Think in Five-Day Cycles
You're thinking in seven-day cycles for some reason. You may have a specific use case for this, but I would consider it unusual to plan this way. As a general rule, Sprints are based on single teams, and a team usually plans around 40 hours per person during each week, and five business days per team.
So, if you're planning one-week Sprints, you could start on a Monday, end on a Friday, and then start again on the following Monday. This is a typical cadence, and certainly the most common.
Scrum teams that don't decouple delivery from deployment might prefer not to deliver on a Friday, because in such shops there may be no one to tend production over the weekend immediately after new features have been rolled out. In that case, they may prefer to deliver earlier in the work week. This gives newly deployed code a couple of days of "burn in" before everyone leaves for the weekend.

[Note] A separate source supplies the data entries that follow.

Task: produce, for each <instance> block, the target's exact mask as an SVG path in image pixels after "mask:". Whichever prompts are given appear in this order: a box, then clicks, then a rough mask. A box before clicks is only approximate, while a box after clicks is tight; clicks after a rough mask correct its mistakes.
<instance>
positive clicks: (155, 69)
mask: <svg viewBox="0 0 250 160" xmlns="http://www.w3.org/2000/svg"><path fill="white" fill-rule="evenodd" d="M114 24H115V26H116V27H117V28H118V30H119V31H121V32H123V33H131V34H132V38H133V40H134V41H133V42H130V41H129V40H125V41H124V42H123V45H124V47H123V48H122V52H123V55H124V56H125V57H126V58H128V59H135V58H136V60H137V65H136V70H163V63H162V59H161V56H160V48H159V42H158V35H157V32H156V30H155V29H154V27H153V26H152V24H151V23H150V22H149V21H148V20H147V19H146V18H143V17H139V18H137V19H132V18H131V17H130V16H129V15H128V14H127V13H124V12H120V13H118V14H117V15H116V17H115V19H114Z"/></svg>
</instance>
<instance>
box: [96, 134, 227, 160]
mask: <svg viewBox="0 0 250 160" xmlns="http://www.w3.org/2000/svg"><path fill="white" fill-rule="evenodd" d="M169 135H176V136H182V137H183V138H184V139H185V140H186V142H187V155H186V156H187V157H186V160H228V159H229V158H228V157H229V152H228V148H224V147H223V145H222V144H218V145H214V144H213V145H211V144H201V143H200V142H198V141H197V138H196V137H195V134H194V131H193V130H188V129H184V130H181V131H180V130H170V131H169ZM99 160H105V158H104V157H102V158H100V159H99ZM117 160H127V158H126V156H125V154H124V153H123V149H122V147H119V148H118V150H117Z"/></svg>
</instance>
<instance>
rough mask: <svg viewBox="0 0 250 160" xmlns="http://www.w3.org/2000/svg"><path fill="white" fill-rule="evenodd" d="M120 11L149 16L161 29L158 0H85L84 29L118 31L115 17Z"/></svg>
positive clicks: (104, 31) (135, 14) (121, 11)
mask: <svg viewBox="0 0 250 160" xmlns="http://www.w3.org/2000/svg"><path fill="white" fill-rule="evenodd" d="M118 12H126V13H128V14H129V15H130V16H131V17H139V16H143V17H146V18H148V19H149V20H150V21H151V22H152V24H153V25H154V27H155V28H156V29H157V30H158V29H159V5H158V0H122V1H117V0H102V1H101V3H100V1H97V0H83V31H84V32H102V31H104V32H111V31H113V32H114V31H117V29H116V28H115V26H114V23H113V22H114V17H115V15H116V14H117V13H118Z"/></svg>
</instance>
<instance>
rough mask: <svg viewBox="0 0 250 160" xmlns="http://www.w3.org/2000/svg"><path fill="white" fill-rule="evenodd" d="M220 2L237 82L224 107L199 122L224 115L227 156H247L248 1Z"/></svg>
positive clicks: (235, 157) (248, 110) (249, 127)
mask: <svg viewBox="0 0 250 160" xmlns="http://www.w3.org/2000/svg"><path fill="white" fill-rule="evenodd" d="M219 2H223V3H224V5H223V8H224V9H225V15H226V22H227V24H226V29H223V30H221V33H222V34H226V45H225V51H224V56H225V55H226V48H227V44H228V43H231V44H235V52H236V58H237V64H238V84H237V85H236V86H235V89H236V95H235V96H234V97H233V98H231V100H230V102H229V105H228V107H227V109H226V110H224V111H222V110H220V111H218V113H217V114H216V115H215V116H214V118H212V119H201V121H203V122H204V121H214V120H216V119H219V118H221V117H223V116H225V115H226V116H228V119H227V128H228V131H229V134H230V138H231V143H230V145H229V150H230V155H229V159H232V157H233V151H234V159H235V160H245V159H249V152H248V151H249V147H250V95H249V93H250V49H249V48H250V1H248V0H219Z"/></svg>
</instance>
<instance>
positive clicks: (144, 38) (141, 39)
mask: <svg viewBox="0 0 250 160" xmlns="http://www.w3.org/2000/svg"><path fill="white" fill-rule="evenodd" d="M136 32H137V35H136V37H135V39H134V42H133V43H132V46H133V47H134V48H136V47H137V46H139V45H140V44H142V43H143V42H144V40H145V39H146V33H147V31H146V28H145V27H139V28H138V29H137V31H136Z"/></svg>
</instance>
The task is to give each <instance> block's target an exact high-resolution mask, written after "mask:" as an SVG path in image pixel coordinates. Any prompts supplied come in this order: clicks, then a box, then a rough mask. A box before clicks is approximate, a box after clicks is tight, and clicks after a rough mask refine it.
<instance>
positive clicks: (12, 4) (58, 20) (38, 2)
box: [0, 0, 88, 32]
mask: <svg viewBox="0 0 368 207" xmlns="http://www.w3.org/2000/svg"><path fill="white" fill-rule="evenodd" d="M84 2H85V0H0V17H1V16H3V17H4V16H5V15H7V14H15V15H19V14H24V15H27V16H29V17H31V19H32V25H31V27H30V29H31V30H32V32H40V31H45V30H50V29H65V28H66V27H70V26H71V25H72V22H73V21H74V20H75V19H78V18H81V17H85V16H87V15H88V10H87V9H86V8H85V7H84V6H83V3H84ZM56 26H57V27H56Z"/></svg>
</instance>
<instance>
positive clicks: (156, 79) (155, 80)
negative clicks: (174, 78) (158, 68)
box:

In this type of cadence, starting each Sprint on Wednesday and ending on the following Tuesday (along with the associated deployment) leaves three business days for burn-in and urgent bug fixes. You could also start on Thursday and end on Wednesday, or (for teams that only allocate half a day each for planning and review/retrospective ceremonies) start and end on the same day each week.
The Whole Thing is an Anti-Pattern
In case it isn't obvious, all the atypical cadences above are really anti-patterns. They are trying to work around defects in staffing, planning, process, tooling, or organizational politics by routing around the problem rather than resolving it.
Truly agile teams should decouple delivery from deployment, and the Definition of Done should include sufficient quality assurance and continuous integration testing to assure that breaking changes aren't likely to make it into production. If these things are done properly, there's no reason to have weekly Sprints that are out of sync with the Development Team's work week.
In close to two decades of agile implementations, I have yet to see this type of delivery cycle serve any purpose other than to cover up an X/Y problem of some sort. If you think you have to do it, then the organization is probably less agile than it imagines itself to be.
If you must do it, then adjust your delivery dates to fit somewhere within the middle of the work week where it is least likely to be disruptive to developer flow. As a singular example, delivering on a Monday is usually a spectacular failure for most teams that break for the weekend, although your mileage may certainly vary. Even when following an anti-pattern like mid-week delivery, it's usually best to optimize for flow and shorten Sprints to fit within a predictable weekly cycle.
The Scrum framework optimizes for predictability. Select odd or unpredictable Sprint lengths or unusual delivery cycles at your own peril.